Поблуждав по незнакомым улицам, мы с помощью местных жителей довольно быстро нашли знакомое каждому читателю «Детства» Горького место, где «прислонясь к правому откосу и начиная собою улицу, стоял приземистый одноэтажный дом, окрашенный грязно-розовой краской, с нахлобученной низкой крышей и выпученными окнами».
Можно себе представить, с каким интересом мы ходили по этому домику, в котором все выглядело так, как в 80-е годы прошлого века. Уже снаружи было много атрибутов быта минувшего времени — керосиновый фонарь на деревянном столбе, кирпичный тротуар. А внутри — кухня с печью, взобравшись на которую Алеша слушал бабушкины сказки, кровать, часы, сундук, даже подушка Алеши, комната дедушки с характерной старомодной мебелью. Самовар, старинный рукомойник, розги, которыми старик Каширин сек детей. Это здесь когда-то вырос, играл, дышал и плакал от обиды будущий писатель… Отсюда вышел человек, именем которого называется этот огромный город.
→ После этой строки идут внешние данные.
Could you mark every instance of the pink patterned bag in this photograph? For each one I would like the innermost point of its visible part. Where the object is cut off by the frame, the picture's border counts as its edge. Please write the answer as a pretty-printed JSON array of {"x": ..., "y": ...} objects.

Отсюда вышел автор, который еще в студенческие годы и во время «Третьего фронта» был для нас одной из самых великих, светлых и привлекательных фигур в русской литературе…)
Походив немного по городу, мы пересекли замерзшую Оку и нашли станцию, откуда дачный поезд ходил в Балахну. Здесь было сравнительно не много людей, и мы свободно сели в вагон. Через какой-нибудь час добрались до конечной цели своего путешествия. Здесь рождалась Литовская дивизия…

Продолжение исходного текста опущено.